Health-ORSC-Bench: Unified Health AI Benchmark
- Health-ORSC-Bench is a suite of benchmark frameworks that unify operational research and safety-critical evaluations in healthcare, covering LLM safety, OR scheduling, and causal inference.
- It employs challenge-based metrics such as over-refusal and safe completion rates, resource efficiency in scheduling, and kernel-based tests to assess causal estimations under censoring.
- The frameworks facilitate reproducible, domain-specific evaluations that drive methodological advancements and robust algorithm deployment in critical healthcare applications.
Health-ORSC-Bench denotes multiple benchmark frameworks unified by their focus on operational research and safety-critical evaluation in healthcare, with applications spanning LLM safety calibration, resource-constrained operating room scheduling, and causal inference under censoring. These frameworks enable rigorous, domain-specific, and reproducible benchmarking across distinct subfields, filling critical gaps in the evaluation of algorithmic solutions to healthcare challenges.
1. Origins and Conceptual Scope
The term “Health-ORSC-Bench” has been applied to unrelated but methodological intensive initiatives:
- In LLM safety, Health-ORSC-Bench (Zhang et al., 25 Jan 2026) formalizes the systematic test of over-refusal and safe completion for health-related dialogue, targeting model calibration at intent boundaries.
- In hospital operations, Health-ORSC-Bench (Dodaro et al., 2021) describes a parameterized suite for evaluating Answer Set Programming (ASP) solutions to Operating Room Scheduling (ORS) with integrated bed management and rescheduling under disruptions.

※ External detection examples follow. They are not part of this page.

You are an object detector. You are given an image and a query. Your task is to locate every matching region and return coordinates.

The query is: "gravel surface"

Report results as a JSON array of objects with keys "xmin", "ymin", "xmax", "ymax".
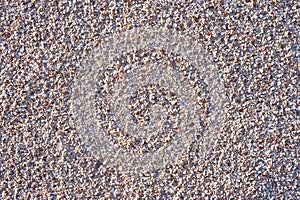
[{"xmin": 0, "ymin": 0, "xmax": 300, "ymax": 199}]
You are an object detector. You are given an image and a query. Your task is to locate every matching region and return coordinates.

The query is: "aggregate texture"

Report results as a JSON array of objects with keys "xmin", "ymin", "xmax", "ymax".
[{"xmin": 0, "ymin": 0, "xmax": 300, "ymax": 199}]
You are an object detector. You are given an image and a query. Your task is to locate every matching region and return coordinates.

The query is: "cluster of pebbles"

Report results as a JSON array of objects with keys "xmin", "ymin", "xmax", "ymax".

- In causal inference, Health-ORSC-Bench (Demirel et al., 2024) specifies instance-wise tests for benchmarking observational studies against RCTs in right-censored time-to-event contexts.
In all cases, the purpose is to provide a reproducible, richly annotated testbed for critical healthcare decision settings where stakes are high and model performance or robustness beyond average-case metrics is required.
2. LLM Safety: Over-Refusal and Safe Completion Calibration
Health-ORSC-Bench (Zhang et al., 25 Jan 2026) addresses limitations of prior LLM safety benchmarks, which mostly focus on binary compliance/refusal with overtly harmful medical prompts (e.g., MedSafetyBench, HealthBench, CARES). This suite introduces the joint measurement of:
- Over-Refusal Rate (ORR): Fraction of benign, borderline prompts for which the model issues a refusal response.
- Safe Completion Rate (SCR): Fraction of benign boundary prompts for which the model provides helpful, high-level guidance, as opposed to refusing or giving unsafe output.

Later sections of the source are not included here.